At a March 5 hearing in Denver, U.S. District Court Judge Raymond Moore sentenced Jose Tapia-Rubio, 60, to eight years in federal prison followed by five years supervised release for conspiracy to possess and sell illegal substances.
Tapia-Rubio pleaded guilty last summer to two of the 57 charges filed against him, according to court documents.
Tapia-Rubio was one of 17 defendants named in an indictment filed in 2017 that outlined the charges levied against the members of the drug-trafficking organization. Of the eight individuals sentenced so far, Tapia-Rubio received the second-harshest sentence.

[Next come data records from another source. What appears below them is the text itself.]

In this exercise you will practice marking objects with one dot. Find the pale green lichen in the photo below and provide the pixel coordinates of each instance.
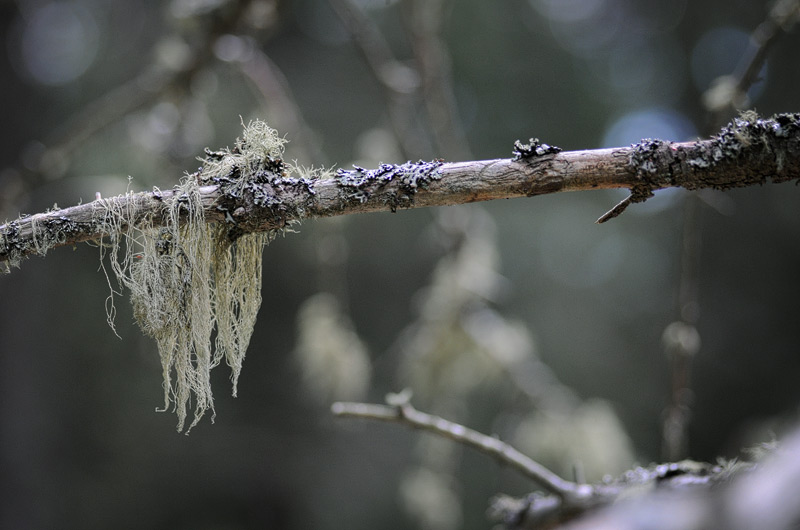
(189, 278)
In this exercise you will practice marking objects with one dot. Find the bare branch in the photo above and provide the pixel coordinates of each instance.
(747, 152)
(401, 411)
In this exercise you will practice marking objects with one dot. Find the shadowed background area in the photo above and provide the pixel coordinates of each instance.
(521, 318)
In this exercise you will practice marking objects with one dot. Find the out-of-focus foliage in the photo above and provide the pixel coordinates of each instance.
(520, 318)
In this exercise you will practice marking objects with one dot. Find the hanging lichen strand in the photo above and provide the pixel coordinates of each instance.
(187, 276)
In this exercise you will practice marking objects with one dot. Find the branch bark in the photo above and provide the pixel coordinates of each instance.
(747, 152)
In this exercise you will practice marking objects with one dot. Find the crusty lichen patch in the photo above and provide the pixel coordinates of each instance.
(195, 285)
(358, 185)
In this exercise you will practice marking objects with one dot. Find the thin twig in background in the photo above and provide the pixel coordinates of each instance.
(743, 154)
(400, 410)
(424, 25)
(681, 338)
(156, 79)
(400, 82)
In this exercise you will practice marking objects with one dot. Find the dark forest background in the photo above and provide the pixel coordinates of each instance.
(465, 305)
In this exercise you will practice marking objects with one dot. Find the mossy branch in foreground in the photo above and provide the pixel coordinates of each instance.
(192, 255)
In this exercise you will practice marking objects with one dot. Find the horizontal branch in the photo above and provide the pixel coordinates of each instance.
(747, 152)
(400, 410)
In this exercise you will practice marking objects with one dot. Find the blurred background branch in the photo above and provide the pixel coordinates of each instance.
(518, 317)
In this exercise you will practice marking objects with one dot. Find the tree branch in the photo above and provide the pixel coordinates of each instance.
(400, 410)
(747, 152)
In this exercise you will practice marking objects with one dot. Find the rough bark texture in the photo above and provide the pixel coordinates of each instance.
(746, 152)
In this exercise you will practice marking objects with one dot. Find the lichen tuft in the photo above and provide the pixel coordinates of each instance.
(195, 289)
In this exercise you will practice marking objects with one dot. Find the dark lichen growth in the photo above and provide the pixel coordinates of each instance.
(359, 184)
(254, 184)
(750, 150)
(648, 159)
(748, 135)
(11, 246)
(534, 148)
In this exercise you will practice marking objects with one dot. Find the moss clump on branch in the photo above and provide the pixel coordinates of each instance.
(189, 277)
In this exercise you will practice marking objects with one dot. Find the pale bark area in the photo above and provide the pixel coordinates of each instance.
(747, 152)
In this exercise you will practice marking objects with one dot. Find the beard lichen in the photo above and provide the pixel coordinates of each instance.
(195, 285)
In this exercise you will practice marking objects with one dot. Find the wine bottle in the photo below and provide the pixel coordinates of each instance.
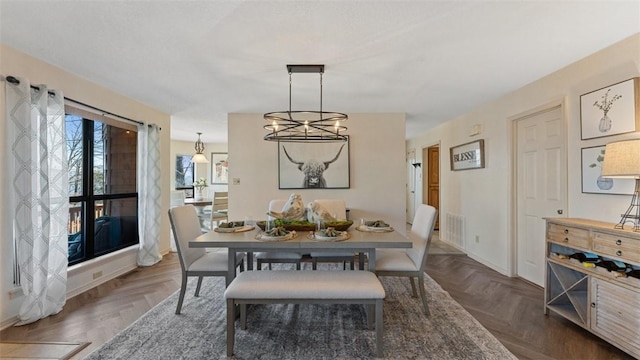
(585, 257)
(613, 265)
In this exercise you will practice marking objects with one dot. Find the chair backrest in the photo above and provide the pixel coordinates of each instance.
(220, 201)
(335, 207)
(186, 227)
(424, 222)
(177, 198)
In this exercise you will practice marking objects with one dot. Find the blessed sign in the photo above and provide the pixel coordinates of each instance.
(467, 156)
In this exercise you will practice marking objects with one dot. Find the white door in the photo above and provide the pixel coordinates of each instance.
(541, 186)
(411, 185)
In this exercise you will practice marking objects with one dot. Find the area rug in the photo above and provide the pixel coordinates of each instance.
(40, 350)
(306, 331)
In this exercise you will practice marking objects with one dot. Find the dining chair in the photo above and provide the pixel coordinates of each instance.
(338, 209)
(275, 257)
(219, 207)
(411, 262)
(196, 261)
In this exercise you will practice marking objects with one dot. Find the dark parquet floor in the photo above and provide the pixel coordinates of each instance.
(510, 308)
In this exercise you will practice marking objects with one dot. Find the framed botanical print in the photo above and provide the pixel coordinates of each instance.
(313, 165)
(611, 110)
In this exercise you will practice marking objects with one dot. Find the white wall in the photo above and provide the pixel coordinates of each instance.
(378, 176)
(484, 196)
(79, 279)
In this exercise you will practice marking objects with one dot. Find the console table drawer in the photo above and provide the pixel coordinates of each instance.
(617, 246)
(567, 235)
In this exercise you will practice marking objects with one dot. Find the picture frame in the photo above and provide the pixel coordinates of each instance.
(467, 156)
(184, 172)
(611, 110)
(593, 182)
(219, 168)
(313, 165)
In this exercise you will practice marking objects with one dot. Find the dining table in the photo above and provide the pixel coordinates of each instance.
(249, 241)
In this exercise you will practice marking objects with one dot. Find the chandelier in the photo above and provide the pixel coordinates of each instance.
(305, 125)
(199, 156)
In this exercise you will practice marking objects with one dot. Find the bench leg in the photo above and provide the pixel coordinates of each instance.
(379, 328)
(243, 316)
(370, 312)
(231, 319)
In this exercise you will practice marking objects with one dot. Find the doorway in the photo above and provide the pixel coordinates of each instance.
(431, 187)
(541, 185)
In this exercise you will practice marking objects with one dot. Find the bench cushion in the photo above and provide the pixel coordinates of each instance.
(305, 285)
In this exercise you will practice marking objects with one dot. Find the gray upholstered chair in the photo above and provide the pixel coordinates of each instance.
(411, 262)
(196, 261)
(270, 257)
(338, 209)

The nine other people named in the document are still awaiting sentencing.
Law enforcement officials seized more than a pound of methamphetamine, 12.5 kilograms of cocaine, 11 firearms and about $700,000 in cash from drug sales during their investigation, according to a press release issued by the U.S. Attorney’s Office.
The investigation was a collaboration between DEA agents, the IRS, the Aurora Police Department, and local U.S. Attorneys. Officials used confidential sources, wiretaps, physical surveillance and controlled narcotics purchases throughout their investigation, according to court documents.
Law enforcement investigators found the drug organization was trafficking cocaine and methamphetamine from Mexico into California and then to Colorado.
A trio of women also named in the original indictment reportedly used hidden compartments to drive cocaine from the Northridge, California area to Colorado.
Investigators used GPS phone monitoring to locate one of the women while she was driving a GMC Terrain filled with cocaine on a Utah highway in November 2016. Upon pulling the woman over, officials found about 17 pounds of cocaine in packages labelled either “primo” or “verde,” according to court documents.
Tapia-Rubio, who also used the nickname “Don Chaquetas,” was the head of the drug trafficking organization, according to court documents. The Aurora man owned El Rancho Market, a grocery store near the intersection of South Chambers Road and East Mississippi Avenue. There, he and others loaded and stored drugs that were eventually sold and processed across Aurora and the Denver metro area. The narcotics were distributed as far Aspen, Breckenridge and New Castle, according to prosecutors.
Tapia-Rubio also used a home on East Arizona Avenue in central Aurora to store, off-load and sell drugs, according to court documents. Another home on South Pagosa Ciricle near Quincy Reservoir in southeast Aurora served as a stash house for Tapia-Rubio’s organization.
“Targeting drug traffickers and focusing on the top of their organizations is an important role for the U.S. Attorney’s Office,” U.S. Attorney Jason Dunn said in a statement. “Thanks go to the agents from the DEA, IRS CI and the Aurora Police Department who worked tirelessly on this case.”